Seo Ji Won, Park Ki Bum, Lim Seung Taek, Jun Kyong Hwa, Chin Hyung Min
Department of Surgery, St. Vincent's Hospital, College of Medicine, The Catholic University of Korea Seoul, Republic of Korea.
Am J Cancer Res. 2024 Aug 25;14(8):3842-3851. doi: 10.62347/KREL8138. eCollection 2024.
The prognosis of early gastric cancer (EGC) patients is associated with lymph node metastasis (LNM). Considering the relatively high rate of LNM in T1b EGC patients, it is crucial to determine the factors associated with LNM. In this study, we constructed and validated predictive models based on machine learning (ML) algorithms for LNM in patients with T1b EGC. Data from patients with T1b gastric cancer were extracted from the Korean Gastric Cancer Association database. ML algorithms such as logistic regression (LR), random forest (RF), extreme gradient boosting (XGBoost), and support vector machine (SVM) were applied for model construction utilizing five-fold cross-validation. The performances of these models were assessed in terms of discrimination, calibration, and clinical applicability. Moreover, external validation of XGBoost models was performed using the T1b gastric cancer database of The Catholic University Medical Center. In total, 3,468 T1b EGC patients were included in the analysis, whom 550 (15.9%) had LNM. Eleven variables were selected to construct the models. The LR, RF, XGBoost, and SVM models were established, revealing area under the receiver operating characteristic curve values of 0.8284, 0.7921, 0.8776, and 0.8323, respectively. Among the models, the XGBoost model exhibited the best predictive performance in terms of discrimination, calibration, and clinical applicability. ML models are reliable for predicting LNM in T1b EGC patients. The XGBoost model exhibited the best predictive performance and can be used by surgeons for the identification of EGC patients with a high-risk of LNM, thereby facilitating treatment selection.

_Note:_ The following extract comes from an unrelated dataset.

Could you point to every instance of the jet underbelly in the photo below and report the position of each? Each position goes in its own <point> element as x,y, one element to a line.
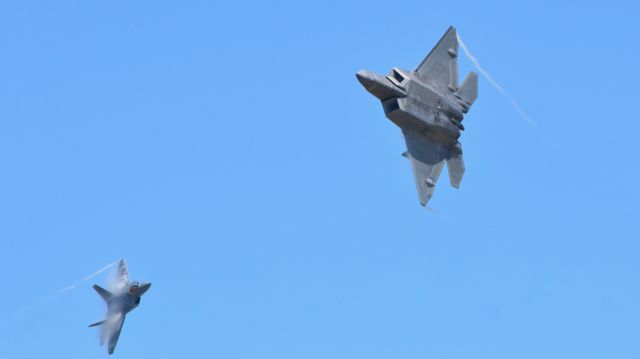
<point>408,113</point>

早期胃癌(EGC)患者的预后与淋巴结转移(LNM)相关。鉴于T1b期EGC患者的LNM发生率相对较高,确定与LNM相关的因素至关重要。在本研究中,我们构建并验证了基于机器学习(ML)算法的T1b期EGC患者LNM预测模型。T1b期胃癌患者的数据从韩国胃癌协会数据库中提取。使用逻辑回归(LR)、随机森林(RF)、极端梯度提升(XGBoost)和支持向量机(SVM)等ML算法,采用五折交叉验证进行模型构建。这些模型的性能通过区分度、校准度和临床适用性进行评估。此外,使用天主教大学医学中心的T1b期胃癌数据库对XGBoost模型进行外部验证。分析共纳入3468例T1b期EGC患者,其中550例(15.9%)发生LNM。选择11个变量构建模型。建立了LR、RF、XGBoost和SVM模型,其受试者操作特征曲线下面积值分别为0.8284、0.7921、0.8776和0.8323。在这些模型中,XGBoost模型在区分度、校准度和临床适用性方面表现出最佳的预测性能。ML模型在预测T1b期EGC患者的LNM方面是可靠的。XGBoost模型表现出最佳的预测性能,外科医生可使用该模型识别具有高LNM风险的EGC患者,从而便于治疗选择。